楚江慢慢呼出口氣,強制自己放松些,把臉埋進手臂間。其實他并不是完全毫無波瀾的人,面對蕭澤灝,一些情緒甚至可以稱之為驚懼,但是無論如何,沒有讓蕭渾灝看笑話的選項。從小到大,應對突發情況和重大情緒,無動于衷也許是難以承擔的木訥,也許是無感情的克制。它總歸為楚江解決了很多的事態,讓他成為了一個沉穩的人。即便也許是堅硬的假象。
……大多數時候,作為一個“沉穩”的人。楚江苦笑。他怕蕭渾灝,他的人生里從未有過這么大的變數,面對他的調教和戲弄,或者是直面的輕而易舉的威脅,他不得不有了真實的情緒。無論是怕改變,還是怕的就是這個人本身,他確實讓楚江達到了一些他想要的效果,也足以讓楚江的生活天崩地裂。想到這些,楚江捏緊手掌,低垂的眼睫顫動,臉色似乎更蒼白了些。
生銹的鐵門吱嘎一聲打開,一個身影急匆匆地進來,有些手足無措,但楚江感覺到溫暖的大衣包裹住了他。腳步聲離去,很快又再回來,楚江仍舊埋著,沒有力氣睜眼。粗糙的手掌貼上他的額頭,試圖扶他起來,桌上也放上了水和藥,楚江被他扶著勉強睜眼,沙啞地開口,“叔,謝謝……”
“小伙子,你先把藥喝了,啊”。
這個一直在的李叔不是獄警,也不算蕭渾灝手下的人。

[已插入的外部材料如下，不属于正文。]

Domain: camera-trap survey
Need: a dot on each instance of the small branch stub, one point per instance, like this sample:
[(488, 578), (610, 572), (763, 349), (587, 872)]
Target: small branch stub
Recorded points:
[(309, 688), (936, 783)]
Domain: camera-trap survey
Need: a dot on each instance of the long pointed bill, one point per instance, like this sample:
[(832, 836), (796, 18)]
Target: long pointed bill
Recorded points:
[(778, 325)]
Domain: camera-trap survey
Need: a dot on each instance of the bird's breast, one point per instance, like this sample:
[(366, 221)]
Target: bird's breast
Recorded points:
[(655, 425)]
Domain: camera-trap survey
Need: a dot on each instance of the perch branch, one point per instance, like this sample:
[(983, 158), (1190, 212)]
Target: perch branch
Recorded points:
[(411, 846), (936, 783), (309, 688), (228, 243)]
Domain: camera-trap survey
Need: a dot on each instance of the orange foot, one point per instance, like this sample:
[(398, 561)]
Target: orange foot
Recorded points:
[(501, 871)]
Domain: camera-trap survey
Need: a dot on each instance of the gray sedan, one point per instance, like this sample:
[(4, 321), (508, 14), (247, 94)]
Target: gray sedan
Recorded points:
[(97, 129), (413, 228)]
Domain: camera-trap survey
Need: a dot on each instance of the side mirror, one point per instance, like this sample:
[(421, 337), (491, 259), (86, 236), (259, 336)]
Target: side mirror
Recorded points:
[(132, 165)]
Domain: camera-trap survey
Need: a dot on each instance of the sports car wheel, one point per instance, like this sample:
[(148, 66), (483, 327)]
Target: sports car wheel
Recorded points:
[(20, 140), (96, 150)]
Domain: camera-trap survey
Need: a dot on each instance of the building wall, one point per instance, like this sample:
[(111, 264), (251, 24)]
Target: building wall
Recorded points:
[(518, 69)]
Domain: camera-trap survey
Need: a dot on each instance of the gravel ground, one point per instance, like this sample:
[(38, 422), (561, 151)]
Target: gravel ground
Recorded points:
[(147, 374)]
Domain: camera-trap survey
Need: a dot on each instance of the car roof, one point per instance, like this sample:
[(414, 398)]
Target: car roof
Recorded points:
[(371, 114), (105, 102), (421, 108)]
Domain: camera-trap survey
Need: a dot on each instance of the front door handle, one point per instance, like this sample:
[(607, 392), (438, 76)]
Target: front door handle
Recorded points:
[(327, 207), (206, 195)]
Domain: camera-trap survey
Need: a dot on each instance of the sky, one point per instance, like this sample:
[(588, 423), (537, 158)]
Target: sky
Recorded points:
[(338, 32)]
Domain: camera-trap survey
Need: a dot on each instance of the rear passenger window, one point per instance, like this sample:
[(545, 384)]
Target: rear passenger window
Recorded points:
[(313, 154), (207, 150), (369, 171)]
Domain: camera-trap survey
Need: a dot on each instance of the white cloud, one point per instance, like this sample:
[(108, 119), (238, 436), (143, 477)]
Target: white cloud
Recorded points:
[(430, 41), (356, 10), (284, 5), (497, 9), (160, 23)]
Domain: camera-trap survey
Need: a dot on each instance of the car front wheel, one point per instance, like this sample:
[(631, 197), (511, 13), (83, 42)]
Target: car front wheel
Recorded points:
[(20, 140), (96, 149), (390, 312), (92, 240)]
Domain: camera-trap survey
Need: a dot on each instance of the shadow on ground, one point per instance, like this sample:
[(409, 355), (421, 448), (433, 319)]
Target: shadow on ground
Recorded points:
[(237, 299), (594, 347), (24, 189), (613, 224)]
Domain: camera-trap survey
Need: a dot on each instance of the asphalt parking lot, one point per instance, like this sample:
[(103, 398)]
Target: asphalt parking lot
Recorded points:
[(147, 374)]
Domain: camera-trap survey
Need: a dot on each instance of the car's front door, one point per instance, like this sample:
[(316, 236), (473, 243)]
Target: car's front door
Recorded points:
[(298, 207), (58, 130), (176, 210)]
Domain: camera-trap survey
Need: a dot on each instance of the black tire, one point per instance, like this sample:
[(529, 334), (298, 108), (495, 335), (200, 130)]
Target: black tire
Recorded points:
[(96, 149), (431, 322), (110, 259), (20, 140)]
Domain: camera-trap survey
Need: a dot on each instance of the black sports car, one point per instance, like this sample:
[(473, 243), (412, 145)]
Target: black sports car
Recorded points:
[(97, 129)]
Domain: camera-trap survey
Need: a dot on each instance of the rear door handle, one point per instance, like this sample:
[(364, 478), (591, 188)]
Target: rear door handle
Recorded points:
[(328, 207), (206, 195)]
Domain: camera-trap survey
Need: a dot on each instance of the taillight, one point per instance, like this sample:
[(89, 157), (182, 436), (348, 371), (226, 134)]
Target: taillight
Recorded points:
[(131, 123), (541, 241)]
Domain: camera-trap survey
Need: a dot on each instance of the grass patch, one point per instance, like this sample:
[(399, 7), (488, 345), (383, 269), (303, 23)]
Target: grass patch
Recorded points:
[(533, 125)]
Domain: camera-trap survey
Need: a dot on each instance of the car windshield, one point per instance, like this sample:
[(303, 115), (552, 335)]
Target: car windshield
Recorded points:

蕭渾灝的人偶爾來,大部分時間都是這個李叔在照看他。楚江后來得知他在的地方是市郊半廢棄的,以前的老看守所。李叔是以前守大門的老保安,現在也還住在院里,仍然是半個看門人。蕭渾灝的人給了他一筆錢,說楚江是臨時看管,讓他看一段時間,并且要他保密。